Periodicamente, per una collaborazione consulenziale, sono in Molise e proprio vivendo la regione dall’interno ne colgo la verità più profonda, quella che sfugge a chi la attraversa soltanto di passaggio. Il Molise appartiene a questa categoria rara di territori che non cercano consenso a tutti i costi e che non hanno trasformato la loro identità in un prodotto preconfezionato per il turismo di massa, preferendo rimanere fedeli a un ritmo che rispetta la natura, le persone e il valore intrinseco del vivere quotidiano. Forse è proprio per questa autenticità non ostentata che chi arriva in Molise percepisce immediatamente di essere entrato in un’Italia diversa, un’Italia che si è salvata dal rumore e dalla frenesia, un’Italia che non ha ceduto alla tentazione di modellarsi a immagine e somiglianza dei desideri effimeri del viaggiatore mordi e fuggi. In Molise il tempo non si ferma, ma scorre più lento, permettendo allo sguardo di accomodarsi, di osservare, di respirare e di percepire sensazioni che altrove vengono soffocate dalla velocità con cui bisogna “fare tutto”.
La prima cosa che colpisce è la qualità del silenzio, un silenzio pieno, avvolgente, che non è mancanza di vita ma presenza equilibrata di suoni naturali, di voci discrete, di un vento che attraversa i campi senza trovare barriere. È un silenzio che non intimorisce, ma accoglie, invitando chi arriva ad abbandonare lo schema mentale della vacanza frenetica e a lasciarsi guidare da un territorio che non vuole essere consumato ma ascoltato.
Le nuove tendenze del turismo internazionale parlano chiaro: il viaggiatore contemporaneo cerca autenticità, sostenibilità, esperienze trasformative, luoghi meno affollati, contatto con la natura, relazioni umane e questa regione risponde perfettamente a tutte queste esigenze senza dover reinventare nulla perché queste caratteristiche gli appartengono da sempre.

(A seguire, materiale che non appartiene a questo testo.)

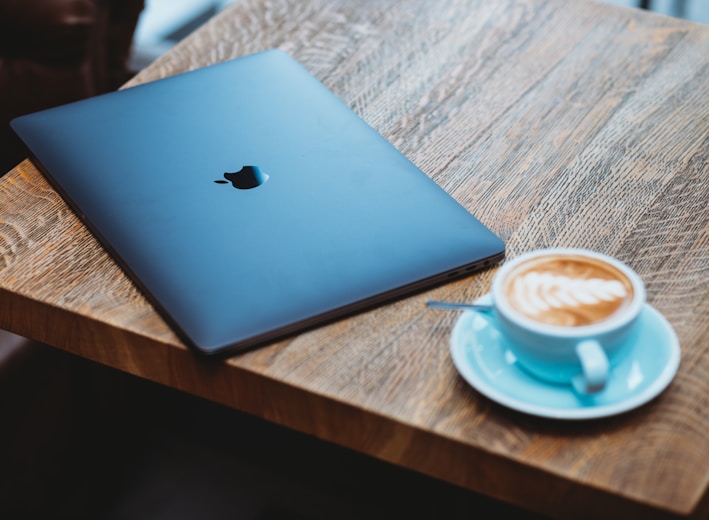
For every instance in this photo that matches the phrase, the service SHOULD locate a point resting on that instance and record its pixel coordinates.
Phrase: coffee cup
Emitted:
(569, 314)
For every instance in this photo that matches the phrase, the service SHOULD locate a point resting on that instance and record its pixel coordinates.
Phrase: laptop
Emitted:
(248, 202)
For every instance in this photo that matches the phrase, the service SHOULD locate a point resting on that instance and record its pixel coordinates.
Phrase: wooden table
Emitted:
(557, 123)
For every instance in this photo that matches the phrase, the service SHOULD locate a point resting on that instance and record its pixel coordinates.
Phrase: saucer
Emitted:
(481, 356)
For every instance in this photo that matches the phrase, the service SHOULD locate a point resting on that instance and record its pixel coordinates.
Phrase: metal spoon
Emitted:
(458, 306)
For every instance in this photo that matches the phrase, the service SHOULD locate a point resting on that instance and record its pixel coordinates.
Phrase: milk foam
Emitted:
(567, 290)
(540, 292)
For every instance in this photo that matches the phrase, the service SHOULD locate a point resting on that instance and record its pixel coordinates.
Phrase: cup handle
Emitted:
(595, 368)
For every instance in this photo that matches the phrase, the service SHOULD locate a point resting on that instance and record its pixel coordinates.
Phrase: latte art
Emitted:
(539, 293)
(567, 292)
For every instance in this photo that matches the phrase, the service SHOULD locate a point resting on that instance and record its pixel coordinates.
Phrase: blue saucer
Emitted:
(481, 356)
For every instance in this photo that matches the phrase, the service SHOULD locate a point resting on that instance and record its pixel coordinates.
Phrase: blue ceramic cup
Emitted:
(569, 314)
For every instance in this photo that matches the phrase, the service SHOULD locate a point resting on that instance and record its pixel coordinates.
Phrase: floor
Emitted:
(91, 442)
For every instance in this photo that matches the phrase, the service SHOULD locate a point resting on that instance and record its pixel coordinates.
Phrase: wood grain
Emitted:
(557, 123)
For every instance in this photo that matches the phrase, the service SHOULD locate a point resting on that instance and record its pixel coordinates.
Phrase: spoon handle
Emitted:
(457, 306)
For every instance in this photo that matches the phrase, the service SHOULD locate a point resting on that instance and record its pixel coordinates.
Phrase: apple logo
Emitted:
(246, 178)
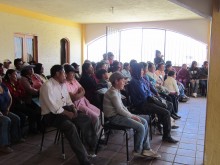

Qui, ho avuto il privilegio di sperimentare un cambio delle azioni di promozione, organizzazione alberghiera e di pricing dedicato, nella struttura in consulenza, mettendo al centro del progetto il territorio e questo, mi ha permesso di dare un’identità alternativa all’offerta dei servizi, a latere di quelli per i quali la struttura alberghiera è stata progettata originariamente, collocandola in una segmentazione nuova di prodotto. Una condizione analoga a mio avviso, potrebbe aiutare tutte quelle strutture ricettive che sostanzialmente “vivono” con un segmento unico e spesso non interagiscono con il territorio di ubicazione e che potrebbe favorire ad esempio, una destagionalizzazione dei flussi in arrivo.